I refuse to be bossed around by a twenty-eight-year-old and will carry on texting and powdering my complexion however I like. I’m not getting into Botox and fillers and having my face yanked up (not that I can afford or have the nerve for any of that). Hair-wise I’m letting the grey come through, albeit muddled with chemical blonde. What I’m doing, I tell myself frequently, is embracing this marvellous life stage of anxiety and head pills and non-listening doctors! However, remembering him now – that cocky GP who was barely old enough to rent a car – triggers The Rage in me, which causes me to stab furiously at my phone. And this has the unfortunate effect of sending my message prematurely with the sign-off: Best golden love Josie.

My heart bangs. Oh God, I did not send that. No – I did! Fuck!

Don’t panic, I tell myself. As we don’t follow each other, my DM will have plopped into Shane’s requests folder. If his is anything like mine, it’s all bots and pervs – and who ever bothers to look at those?

Back in the kitchen, I grab the wine from the fridge and pour myself the last dregs, marvelling as I always do how an entire bottle can hold so little (is it the concave bottom?). Then another thought hits me. The unsend option! Does Instagram have that? I rush back through to check and snatch at my phone, feeling quite sick as I stare at it.

Shane has already replied.

3

Shane

Josie, hi! Lovely to hear from you even in these horribly sad circumstances. Yes, I had heard about Ravi. Tragic news. I’m so sorry. When is the celebration?

I stare at it, telling myself not to freak out. He’s just being polite and wants to know when it is. It doesn’t mean he’s going. Better not respond right away or he’ll think I have nothing better to do on an uneventful Tuesday evening than sit and wait for messages from him.

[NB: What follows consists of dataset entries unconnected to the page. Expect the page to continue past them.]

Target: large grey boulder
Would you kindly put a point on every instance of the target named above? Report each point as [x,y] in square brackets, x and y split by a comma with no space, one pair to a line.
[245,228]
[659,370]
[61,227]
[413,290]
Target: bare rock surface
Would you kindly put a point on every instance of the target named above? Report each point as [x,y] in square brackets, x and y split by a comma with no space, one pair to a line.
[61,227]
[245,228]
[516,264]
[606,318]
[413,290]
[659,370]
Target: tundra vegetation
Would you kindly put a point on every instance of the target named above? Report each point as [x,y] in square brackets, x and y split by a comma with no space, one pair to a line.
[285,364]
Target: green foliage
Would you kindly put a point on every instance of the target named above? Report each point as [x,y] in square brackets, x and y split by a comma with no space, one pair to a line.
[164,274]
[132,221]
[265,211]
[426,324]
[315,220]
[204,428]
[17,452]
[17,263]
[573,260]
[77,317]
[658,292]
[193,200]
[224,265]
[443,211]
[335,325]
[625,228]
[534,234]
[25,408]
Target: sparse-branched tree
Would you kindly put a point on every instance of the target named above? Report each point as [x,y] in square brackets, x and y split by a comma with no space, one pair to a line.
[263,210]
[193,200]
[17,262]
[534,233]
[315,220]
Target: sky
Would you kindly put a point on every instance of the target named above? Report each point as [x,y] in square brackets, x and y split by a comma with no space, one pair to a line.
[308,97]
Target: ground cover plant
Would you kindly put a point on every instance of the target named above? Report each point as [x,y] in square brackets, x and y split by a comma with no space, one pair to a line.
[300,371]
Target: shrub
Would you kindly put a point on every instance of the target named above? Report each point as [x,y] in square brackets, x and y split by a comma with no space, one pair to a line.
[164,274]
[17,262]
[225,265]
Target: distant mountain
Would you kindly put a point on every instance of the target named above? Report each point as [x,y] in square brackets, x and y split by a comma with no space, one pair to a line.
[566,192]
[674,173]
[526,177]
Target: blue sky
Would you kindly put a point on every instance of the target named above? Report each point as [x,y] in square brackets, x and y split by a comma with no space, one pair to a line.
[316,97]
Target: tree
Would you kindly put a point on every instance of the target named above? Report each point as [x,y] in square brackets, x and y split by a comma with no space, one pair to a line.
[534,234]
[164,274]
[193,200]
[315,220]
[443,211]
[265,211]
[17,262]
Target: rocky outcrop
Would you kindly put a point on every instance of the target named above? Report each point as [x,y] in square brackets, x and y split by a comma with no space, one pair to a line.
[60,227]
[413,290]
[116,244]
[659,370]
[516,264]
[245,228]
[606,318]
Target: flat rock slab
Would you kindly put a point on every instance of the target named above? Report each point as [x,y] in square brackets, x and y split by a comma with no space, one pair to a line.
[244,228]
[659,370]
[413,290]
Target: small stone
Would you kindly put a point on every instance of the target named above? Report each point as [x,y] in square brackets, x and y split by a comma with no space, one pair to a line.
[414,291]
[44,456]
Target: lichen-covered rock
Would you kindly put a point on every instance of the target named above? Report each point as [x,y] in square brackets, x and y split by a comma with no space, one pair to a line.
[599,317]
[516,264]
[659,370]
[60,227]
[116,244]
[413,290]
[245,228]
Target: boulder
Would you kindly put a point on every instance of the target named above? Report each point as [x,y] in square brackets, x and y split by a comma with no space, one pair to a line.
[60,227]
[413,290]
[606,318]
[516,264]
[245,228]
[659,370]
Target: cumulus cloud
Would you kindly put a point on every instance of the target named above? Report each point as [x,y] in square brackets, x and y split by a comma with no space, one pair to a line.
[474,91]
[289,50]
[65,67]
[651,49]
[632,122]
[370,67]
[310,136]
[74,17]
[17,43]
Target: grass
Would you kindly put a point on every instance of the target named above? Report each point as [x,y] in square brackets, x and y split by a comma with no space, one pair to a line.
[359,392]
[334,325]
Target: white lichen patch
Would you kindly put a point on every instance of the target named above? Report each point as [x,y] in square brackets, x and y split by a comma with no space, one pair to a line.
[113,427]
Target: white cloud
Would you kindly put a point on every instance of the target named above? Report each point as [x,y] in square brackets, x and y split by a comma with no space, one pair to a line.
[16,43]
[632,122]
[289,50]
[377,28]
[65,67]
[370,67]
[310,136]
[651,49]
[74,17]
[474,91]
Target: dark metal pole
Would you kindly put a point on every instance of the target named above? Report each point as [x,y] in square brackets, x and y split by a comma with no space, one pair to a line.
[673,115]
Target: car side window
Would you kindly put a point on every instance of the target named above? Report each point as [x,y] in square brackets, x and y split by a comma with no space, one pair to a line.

I pace around my living room, briefly examining my shrivelled spider plant, and reply:

Josie

Saturday May 3, 6-10 p.m.

Then, to suggest that everyone will understand if he can’t make it, I add:

Awfully soon, I know.

Shane

Right, thanks.

Well, that gives nothing away. Is he going or not? I don’t even know where he lives, and my fleeting glances at social media have revealed nothing. How do I ask without sounding as if I’m remotely interested?

Another message appears:

Shane

Where are you living these days?

So that’s his game. He’s sussing out the situation, and whether it’s feasible for me to go.

Josie

London. How about you?

Please say, ‘A remote Pacific island.’ Please add that, regrettably, there is no means of getting off it.